Multispectral imaging

Multispectral imaging is one of the imaging techniques that make it possible to take images of objects in the range of selected, very narrow wavelength ranges of the reflected light in order to obtain information about objects that cannot be perceived by the human eye. It can be used to detect and visualize materials and structures that are invisible to the human eye.

Many scientific fields, such as forensics, geology, meteorology and art technology, use multispectral imaging to document and analyze important data about nature as well as man-made objects.

When multispectral imaging is performed, images are usually first taken in the visual spectrum, which means that an object is imaged as it is seen by the naked eye. Then, specific images are taken in different wavelength ranges (e.g., ultraviolet, infrared, and near-infrared) where specific content becomes visible. Such imaging can also be done in combination: i.e., one constructs a composite image that combines the input of multiple spectra, a so-called false-color image. In this case, data from spectra outside the visible range are represented either with an artificial color such as red or blue, or in grayscale. Composite images can show high-energy regions and other interesting things.

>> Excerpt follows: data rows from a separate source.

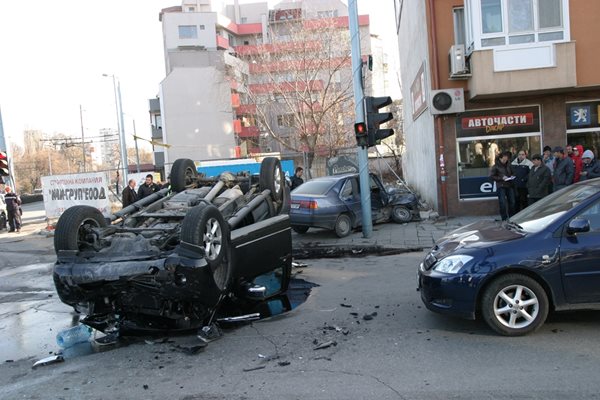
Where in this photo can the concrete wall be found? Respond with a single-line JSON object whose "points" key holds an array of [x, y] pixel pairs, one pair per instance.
{"points": [[419, 161], [197, 114]]}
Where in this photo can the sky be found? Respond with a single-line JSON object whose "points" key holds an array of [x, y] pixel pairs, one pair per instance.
{"points": [[53, 55]]}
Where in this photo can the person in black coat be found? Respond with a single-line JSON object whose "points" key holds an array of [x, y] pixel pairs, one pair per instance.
{"points": [[129, 195], [297, 178], [148, 187], [13, 209], [502, 174], [539, 180]]}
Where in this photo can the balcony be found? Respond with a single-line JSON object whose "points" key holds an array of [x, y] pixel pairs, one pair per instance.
{"points": [[222, 43], [249, 131], [549, 67]]}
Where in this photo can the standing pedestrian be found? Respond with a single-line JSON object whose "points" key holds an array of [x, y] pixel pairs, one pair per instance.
{"points": [[13, 209], [297, 178], [147, 188], [521, 167], [577, 163], [129, 195], [564, 169], [548, 160], [501, 173], [591, 166], [538, 182]]}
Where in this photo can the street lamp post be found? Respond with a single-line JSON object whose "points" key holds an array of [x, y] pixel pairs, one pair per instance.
{"points": [[120, 125]]}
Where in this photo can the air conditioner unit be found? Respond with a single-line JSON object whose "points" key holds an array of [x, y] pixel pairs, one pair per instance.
{"points": [[457, 62], [447, 101]]}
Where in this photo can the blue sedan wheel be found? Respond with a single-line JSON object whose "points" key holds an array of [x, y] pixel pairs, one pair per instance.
{"points": [[343, 226], [514, 305]]}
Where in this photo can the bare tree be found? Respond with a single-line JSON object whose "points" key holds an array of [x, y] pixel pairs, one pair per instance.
{"points": [[301, 84]]}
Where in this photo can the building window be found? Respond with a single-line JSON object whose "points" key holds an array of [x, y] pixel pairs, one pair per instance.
{"points": [[511, 22], [188, 32]]}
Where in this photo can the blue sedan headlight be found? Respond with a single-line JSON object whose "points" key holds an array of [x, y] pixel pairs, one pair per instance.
{"points": [[452, 264]]}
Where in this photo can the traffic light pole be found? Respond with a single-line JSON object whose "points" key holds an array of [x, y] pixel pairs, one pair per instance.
{"points": [[363, 161]]}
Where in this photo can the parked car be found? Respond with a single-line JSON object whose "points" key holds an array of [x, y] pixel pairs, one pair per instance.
{"points": [[333, 202], [511, 274], [175, 259]]}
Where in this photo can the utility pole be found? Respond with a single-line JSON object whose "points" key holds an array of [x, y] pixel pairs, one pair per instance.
{"points": [[82, 136], [363, 160], [137, 152]]}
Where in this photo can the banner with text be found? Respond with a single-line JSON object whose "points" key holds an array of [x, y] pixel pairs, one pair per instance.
{"points": [[64, 191]]}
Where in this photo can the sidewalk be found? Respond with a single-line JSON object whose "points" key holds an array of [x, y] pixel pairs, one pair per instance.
{"points": [[413, 235]]}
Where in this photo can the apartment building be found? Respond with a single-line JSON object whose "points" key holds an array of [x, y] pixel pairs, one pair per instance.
{"points": [[485, 76], [230, 69]]}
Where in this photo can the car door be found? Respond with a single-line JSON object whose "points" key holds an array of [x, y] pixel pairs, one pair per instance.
{"points": [[350, 196], [580, 260]]}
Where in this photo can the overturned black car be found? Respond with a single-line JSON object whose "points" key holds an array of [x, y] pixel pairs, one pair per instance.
{"points": [[181, 257]]}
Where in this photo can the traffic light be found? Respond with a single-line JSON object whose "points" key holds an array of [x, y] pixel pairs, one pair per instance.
{"points": [[3, 164], [360, 130], [376, 118]]}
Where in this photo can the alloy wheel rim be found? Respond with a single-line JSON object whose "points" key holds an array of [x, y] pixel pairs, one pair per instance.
{"points": [[212, 239], [516, 306]]}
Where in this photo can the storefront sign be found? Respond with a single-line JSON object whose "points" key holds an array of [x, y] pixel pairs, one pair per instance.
{"points": [[502, 121], [64, 191], [477, 187], [417, 93], [583, 115]]}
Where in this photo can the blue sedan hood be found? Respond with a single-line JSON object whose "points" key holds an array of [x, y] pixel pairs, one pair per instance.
{"points": [[476, 235]]}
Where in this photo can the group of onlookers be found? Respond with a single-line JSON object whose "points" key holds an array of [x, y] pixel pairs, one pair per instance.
{"points": [[522, 182], [130, 196]]}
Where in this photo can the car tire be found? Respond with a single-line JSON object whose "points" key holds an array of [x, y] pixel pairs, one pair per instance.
{"points": [[300, 229], [204, 226], [343, 225], [514, 305], [271, 177], [74, 226], [183, 174], [401, 214]]}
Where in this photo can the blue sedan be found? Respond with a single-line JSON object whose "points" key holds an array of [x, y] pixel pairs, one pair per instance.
{"points": [[333, 202], [545, 258]]}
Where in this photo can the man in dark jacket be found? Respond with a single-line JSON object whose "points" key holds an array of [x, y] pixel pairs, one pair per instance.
{"points": [[564, 170], [129, 195], [521, 167], [13, 209], [502, 174], [539, 179], [148, 187], [591, 166], [297, 178]]}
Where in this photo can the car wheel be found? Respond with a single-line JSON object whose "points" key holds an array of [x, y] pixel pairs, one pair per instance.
{"points": [[514, 305], [343, 225], [300, 229], [401, 214], [74, 229], [271, 177], [204, 226], [183, 174]]}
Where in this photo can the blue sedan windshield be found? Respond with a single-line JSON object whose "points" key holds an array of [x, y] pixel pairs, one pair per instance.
{"points": [[542, 213], [317, 187]]}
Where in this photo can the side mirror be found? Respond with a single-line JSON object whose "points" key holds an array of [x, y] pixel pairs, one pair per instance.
{"points": [[578, 225]]}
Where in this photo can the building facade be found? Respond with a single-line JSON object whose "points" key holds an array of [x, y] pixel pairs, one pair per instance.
{"points": [[230, 69], [485, 76]]}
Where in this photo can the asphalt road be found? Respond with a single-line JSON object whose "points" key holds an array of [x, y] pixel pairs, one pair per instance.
{"points": [[403, 352]]}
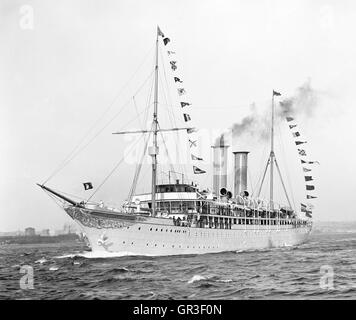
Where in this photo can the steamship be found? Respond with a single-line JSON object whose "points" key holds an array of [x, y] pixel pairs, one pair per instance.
{"points": [[177, 217]]}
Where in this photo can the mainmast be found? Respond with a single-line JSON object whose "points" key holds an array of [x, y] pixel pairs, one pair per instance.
{"points": [[271, 156], [154, 149]]}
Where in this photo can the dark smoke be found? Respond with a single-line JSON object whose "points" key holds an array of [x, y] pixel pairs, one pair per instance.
{"points": [[301, 104]]}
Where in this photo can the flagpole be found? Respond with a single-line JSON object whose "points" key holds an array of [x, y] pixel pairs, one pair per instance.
{"points": [[154, 150], [272, 156]]}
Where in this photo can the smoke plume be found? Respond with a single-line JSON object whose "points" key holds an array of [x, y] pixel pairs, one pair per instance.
{"points": [[301, 105]]}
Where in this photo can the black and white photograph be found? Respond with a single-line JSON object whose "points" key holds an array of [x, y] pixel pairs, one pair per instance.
{"points": [[177, 150]]}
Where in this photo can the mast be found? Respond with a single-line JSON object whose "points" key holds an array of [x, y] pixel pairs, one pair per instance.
{"points": [[154, 149], [272, 156]]}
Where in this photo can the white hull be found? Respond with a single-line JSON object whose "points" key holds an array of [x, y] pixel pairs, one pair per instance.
{"points": [[156, 238]]}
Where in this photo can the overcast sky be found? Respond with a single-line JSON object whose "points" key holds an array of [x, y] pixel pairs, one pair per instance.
{"points": [[60, 70]]}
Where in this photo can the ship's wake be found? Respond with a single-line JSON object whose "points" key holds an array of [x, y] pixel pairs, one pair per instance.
{"points": [[99, 255]]}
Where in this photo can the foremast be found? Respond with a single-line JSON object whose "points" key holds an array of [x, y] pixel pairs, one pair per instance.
{"points": [[271, 162], [154, 149]]}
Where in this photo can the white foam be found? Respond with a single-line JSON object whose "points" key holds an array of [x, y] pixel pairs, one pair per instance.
{"points": [[41, 261], [224, 280], [196, 277], [53, 268], [102, 254]]}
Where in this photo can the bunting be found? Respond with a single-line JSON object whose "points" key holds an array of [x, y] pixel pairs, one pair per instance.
{"points": [[196, 158], [173, 65], [191, 130], [197, 170], [306, 209], [160, 33], [186, 117], [311, 197], [181, 91], [192, 143], [299, 142], [192, 140]]}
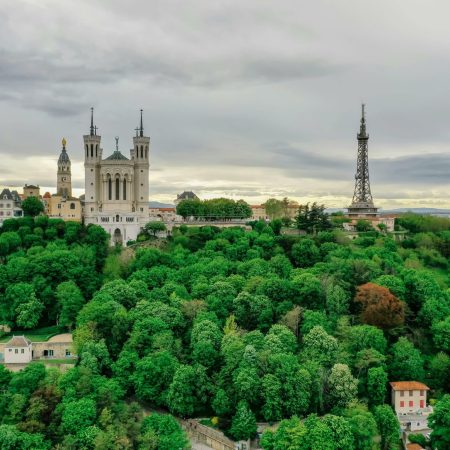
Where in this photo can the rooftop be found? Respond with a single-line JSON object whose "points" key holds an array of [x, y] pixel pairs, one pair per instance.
{"points": [[409, 386], [116, 156], [18, 341]]}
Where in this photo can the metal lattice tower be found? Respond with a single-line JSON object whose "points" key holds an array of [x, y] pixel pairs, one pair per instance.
{"points": [[362, 202]]}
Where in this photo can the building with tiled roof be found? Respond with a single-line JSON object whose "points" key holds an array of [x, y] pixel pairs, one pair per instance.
{"points": [[63, 205], [409, 400], [10, 205], [18, 350], [116, 187]]}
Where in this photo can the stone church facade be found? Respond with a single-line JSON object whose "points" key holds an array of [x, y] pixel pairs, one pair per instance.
{"points": [[116, 187]]}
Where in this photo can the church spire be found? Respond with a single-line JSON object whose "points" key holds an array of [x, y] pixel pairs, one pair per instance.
{"points": [[141, 129], [93, 129]]}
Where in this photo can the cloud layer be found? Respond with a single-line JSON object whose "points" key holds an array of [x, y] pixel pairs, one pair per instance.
{"points": [[247, 99]]}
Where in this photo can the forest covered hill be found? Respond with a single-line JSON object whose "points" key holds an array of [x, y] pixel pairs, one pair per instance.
{"points": [[239, 325]]}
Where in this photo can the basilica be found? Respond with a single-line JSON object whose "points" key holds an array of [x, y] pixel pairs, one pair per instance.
{"points": [[116, 187]]}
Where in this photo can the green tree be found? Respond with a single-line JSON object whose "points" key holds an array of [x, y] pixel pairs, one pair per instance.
{"points": [[188, 390], [12, 439], [243, 425], [153, 376], [70, 300], [305, 253], [78, 414], [32, 206], [439, 421], [272, 408], [168, 432], [376, 385], [441, 334], [154, 228], [312, 218], [274, 208], [320, 346], [388, 426], [342, 387], [221, 403], [406, 362], [363, 426]]}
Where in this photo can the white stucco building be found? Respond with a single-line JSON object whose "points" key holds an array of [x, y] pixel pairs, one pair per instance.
{"points": [[18, 350], [116, 187], [9, 205], [409, 400]]}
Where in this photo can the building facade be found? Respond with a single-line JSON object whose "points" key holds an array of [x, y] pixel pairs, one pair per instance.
{"points": [[409, 400], [10, 205], [18, 350], [63, 205], [116, 187], [30, 190]]}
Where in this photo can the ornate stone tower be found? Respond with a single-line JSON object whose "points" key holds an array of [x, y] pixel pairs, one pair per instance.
{"points": [[362, 202], [64, 179], [92, 159], [140, 154]]}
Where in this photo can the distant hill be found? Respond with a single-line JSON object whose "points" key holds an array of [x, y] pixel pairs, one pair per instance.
{"points": [[160, 205]]}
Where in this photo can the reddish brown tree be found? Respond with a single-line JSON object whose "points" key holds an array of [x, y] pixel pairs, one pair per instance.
{"points": [[380, 307]]}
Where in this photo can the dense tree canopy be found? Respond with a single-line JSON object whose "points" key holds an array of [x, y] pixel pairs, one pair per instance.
{"points": [[244, 325]]}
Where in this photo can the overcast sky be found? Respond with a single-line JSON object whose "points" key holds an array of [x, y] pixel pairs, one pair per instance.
{"points": [[245, 99]]}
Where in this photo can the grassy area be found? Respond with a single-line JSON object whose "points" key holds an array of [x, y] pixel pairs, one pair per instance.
{"points": [[36, 335], [59, 361]]}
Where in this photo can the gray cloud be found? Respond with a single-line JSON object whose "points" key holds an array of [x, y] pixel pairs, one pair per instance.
{"points": [[246, 99]]}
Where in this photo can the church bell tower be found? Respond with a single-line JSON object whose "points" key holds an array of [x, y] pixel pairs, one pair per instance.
{"points": [[140, 154], [92, 159], [64, 177]]}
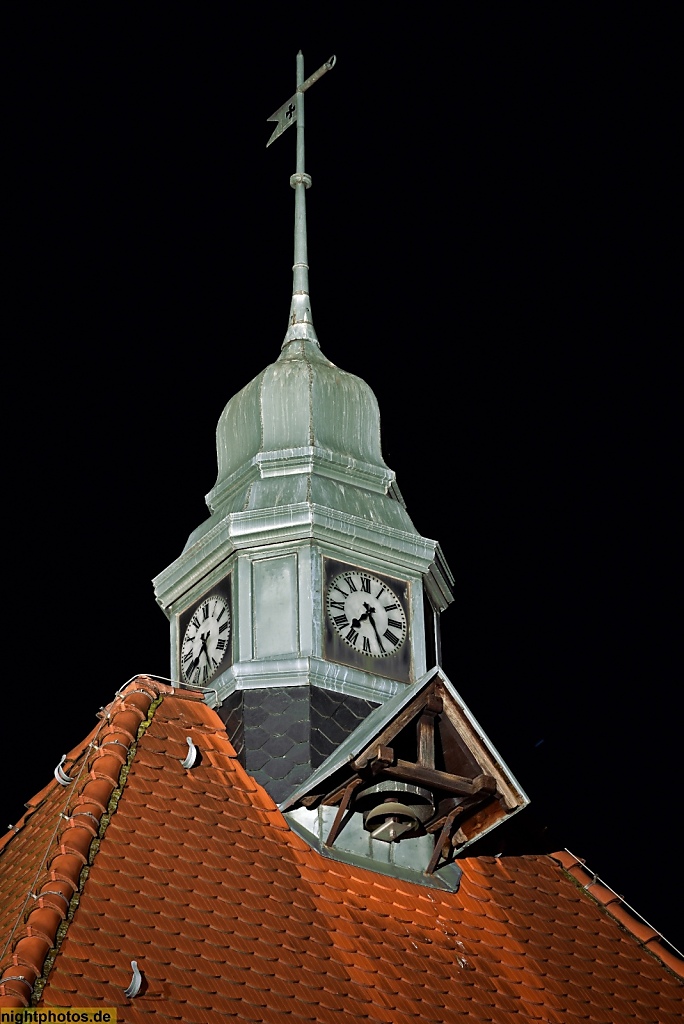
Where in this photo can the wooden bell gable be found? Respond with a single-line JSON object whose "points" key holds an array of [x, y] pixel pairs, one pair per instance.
{"points": [[428, 740]]}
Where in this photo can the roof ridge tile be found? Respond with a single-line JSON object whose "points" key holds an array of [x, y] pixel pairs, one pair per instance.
{"points": [[614, 905], [31, 940]]}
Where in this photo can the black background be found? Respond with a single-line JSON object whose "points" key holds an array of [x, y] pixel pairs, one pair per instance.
{"points": [[492, 249]]}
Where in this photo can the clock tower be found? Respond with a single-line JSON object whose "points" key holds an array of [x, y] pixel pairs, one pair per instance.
{"points": [[306, 608]]}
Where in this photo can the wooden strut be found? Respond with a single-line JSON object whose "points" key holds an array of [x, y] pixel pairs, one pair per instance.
{"points": [[446, 827], [341, 811]]}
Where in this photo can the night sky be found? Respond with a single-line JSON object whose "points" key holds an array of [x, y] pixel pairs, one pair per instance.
{"points": [[490, 251]]}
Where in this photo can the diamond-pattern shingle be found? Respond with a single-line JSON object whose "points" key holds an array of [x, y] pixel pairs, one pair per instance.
{"points": [[200, 880]]}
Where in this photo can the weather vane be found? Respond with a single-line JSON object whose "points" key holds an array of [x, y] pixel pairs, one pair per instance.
{"points": [[301, 325]]}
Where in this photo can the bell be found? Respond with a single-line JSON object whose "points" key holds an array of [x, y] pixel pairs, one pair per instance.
{"points": [[394, 810]]}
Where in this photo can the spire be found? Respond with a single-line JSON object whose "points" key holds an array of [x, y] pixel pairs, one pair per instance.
{"points": [[300, 326]]}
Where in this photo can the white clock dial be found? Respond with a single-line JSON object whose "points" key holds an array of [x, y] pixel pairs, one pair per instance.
{"points": [[367, 613], [206, 640]]}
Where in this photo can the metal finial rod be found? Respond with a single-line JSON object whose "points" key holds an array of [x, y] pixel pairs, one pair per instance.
{"points": [[301, 321], [301, 324]]}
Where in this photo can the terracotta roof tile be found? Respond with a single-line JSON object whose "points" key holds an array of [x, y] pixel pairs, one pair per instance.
{"points": [[199, 878]]}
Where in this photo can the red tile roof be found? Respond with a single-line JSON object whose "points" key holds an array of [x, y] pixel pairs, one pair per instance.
{"points": [[198, 877]]}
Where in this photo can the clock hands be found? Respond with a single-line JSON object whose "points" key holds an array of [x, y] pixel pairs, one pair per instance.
{"points": [[195, 664], [369, 614]]}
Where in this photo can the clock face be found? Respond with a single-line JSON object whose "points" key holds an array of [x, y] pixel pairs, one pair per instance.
{"points": [[206, 640], [367, 613]]}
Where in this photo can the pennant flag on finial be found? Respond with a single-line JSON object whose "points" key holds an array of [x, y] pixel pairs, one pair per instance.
{"points": [[287, 115]]}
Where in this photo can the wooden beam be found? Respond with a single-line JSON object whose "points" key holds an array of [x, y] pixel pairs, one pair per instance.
{"points": [[426, 698], [410, 772], [426, 739], [339, 817]]}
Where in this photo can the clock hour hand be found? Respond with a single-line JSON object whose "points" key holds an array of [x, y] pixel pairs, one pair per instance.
{"points": [[375, 628], [357, 622]]}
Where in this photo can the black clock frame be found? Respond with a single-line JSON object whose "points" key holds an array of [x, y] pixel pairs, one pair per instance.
{"points": [[397, 666], [222, 589]]}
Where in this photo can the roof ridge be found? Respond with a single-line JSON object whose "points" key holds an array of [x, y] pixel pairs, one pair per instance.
{"points": [[622, 911], [57, 883]]}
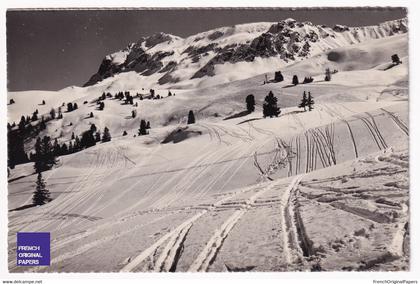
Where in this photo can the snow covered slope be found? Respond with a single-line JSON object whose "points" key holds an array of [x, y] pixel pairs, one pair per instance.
{"points": [[319, 190], [233, 53]]}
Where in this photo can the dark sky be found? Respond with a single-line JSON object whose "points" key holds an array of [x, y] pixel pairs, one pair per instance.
{"points": [[49, 50]]}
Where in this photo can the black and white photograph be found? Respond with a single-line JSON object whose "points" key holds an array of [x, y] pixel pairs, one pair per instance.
{"points": [[270, 139]]}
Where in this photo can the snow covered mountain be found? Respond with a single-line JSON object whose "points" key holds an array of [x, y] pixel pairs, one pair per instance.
{"points": [[232, 53], [320, 190]]}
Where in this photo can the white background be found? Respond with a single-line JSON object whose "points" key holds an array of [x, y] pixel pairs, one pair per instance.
{"points": [[202, 278]]}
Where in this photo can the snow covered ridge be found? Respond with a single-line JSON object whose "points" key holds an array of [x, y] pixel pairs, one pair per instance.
{"points": [[178, 62]]}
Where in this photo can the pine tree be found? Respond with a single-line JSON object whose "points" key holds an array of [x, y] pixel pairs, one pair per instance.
{"points": [[45, 157], [56, 147], [34, 116], [98, 136], [143, 128], [295, 80], [71, 147], [310, 102], [76, 145], [42, 124], [395, 59], [93, 127], [278, 77], [41, 194], [88, 140], [106, 136], [60, 114], [22, 123], [191, 117], [303, 102], [250, 103], [52, 113], [69, 107], [270, 107], [64, 149]]}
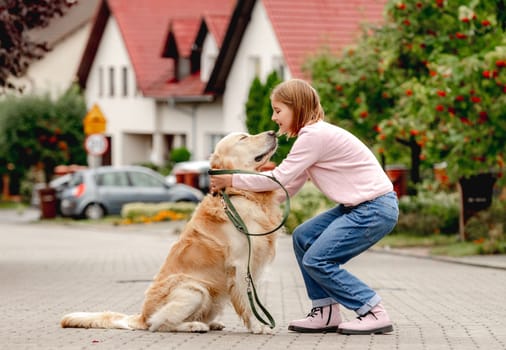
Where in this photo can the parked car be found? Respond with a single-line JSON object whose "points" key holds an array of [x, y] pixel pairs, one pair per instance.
{"points": [[200, 167], [59, 184], [94, 193]]}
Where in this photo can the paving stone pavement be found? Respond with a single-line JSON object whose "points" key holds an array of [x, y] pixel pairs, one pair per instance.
{"points": [[49, 269]]}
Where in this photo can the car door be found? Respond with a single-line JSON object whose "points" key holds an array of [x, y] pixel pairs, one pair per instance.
{"points": [[115, 190], [148, 188]]}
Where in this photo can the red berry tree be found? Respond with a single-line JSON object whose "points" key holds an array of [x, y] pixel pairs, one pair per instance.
{"points": [[432, 78]]}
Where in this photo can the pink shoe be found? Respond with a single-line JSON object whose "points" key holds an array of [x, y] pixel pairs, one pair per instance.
{"points": [[375, 321], [320, 320]]}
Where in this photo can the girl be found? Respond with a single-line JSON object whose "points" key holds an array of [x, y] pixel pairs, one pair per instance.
{"points": [[347, 172]]}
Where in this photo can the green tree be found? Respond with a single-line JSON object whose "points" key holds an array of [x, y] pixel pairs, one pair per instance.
{"points": [[17, 50], [34, 130], [259, 113], [432, 78]]}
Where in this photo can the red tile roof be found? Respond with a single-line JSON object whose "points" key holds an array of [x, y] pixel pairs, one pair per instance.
{"points": [[301, 26], [305, 26], [144, 25], [185, 30]]}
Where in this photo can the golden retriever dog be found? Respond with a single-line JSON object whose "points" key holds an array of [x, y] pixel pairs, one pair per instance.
{"points": [[207, 266]]}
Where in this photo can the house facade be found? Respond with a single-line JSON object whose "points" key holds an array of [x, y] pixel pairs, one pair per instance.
{"points": [[166, 75]]}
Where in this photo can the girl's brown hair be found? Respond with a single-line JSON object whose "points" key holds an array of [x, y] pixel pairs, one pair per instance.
{"points": [[302, 99]]}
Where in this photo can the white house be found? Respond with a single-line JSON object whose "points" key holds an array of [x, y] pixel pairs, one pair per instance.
{"points": [[171, 73], [66, 37]]}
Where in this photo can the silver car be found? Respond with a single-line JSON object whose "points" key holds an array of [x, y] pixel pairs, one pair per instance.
{"points": [[94, 193]]}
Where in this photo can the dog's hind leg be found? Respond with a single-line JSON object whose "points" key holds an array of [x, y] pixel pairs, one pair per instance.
{"points": [[186, 306], [240, 301]]}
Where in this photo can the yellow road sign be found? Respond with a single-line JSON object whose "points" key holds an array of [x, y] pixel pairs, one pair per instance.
{"points": [[94, 122]]}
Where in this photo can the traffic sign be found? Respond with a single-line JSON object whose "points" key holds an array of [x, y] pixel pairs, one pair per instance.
{"points": [[94, 122], [96, 144]]}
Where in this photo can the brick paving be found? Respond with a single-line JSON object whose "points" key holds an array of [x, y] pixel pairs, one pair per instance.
{"points": [[49, 269]]}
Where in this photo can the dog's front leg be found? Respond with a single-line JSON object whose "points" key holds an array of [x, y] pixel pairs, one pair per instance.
{"points": [[238, 288]]}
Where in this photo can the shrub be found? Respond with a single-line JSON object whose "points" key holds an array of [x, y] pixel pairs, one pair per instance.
{"points": [[429, 213], [306, 204], [155, 212], [486, 228]]}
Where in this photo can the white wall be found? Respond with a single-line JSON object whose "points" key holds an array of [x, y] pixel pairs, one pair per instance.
{"points": [[131, 114], [260, 42]]}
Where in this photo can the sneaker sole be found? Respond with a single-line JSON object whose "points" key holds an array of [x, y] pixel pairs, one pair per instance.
{"points": [[312, 330], [382, 330]]}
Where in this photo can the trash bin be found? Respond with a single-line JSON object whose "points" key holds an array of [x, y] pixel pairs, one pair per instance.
{"points": [[47, 204]]}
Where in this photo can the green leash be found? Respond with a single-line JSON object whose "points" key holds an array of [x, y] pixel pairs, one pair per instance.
{"points": [[236, 219]]}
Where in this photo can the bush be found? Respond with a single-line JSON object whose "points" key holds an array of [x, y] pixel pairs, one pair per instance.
{"points": [[429, 213], [486, 228], [154, 212], [306, 204]]}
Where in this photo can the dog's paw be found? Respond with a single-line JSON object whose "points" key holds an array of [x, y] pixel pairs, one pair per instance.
{"points": [[258, 328], [216, 326], [193, 327]]}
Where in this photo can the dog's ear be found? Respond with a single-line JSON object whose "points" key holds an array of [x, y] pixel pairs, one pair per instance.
{"points": [[215, 161]]}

In art technology, multispectral imaging is used especially in painting and graphics analysis to reveal image supports, overpaintings (pentimenti), underdrawings, or watermarks, among other things.

Book2net has developed a novel, filterless method that is particularly suitable for the multispectral analysis of graphics, hand drawings and written material.

The book2net multispectral system works without changing filters (i.e. vibration-free) and without post-correction of sharpness and focus in the spectral ranges (i.e. pixel-scale accurate).

Single or series of scans can be performed in definable nm intervals. The scan results can be superimposed and analyzed with pixel accuracy.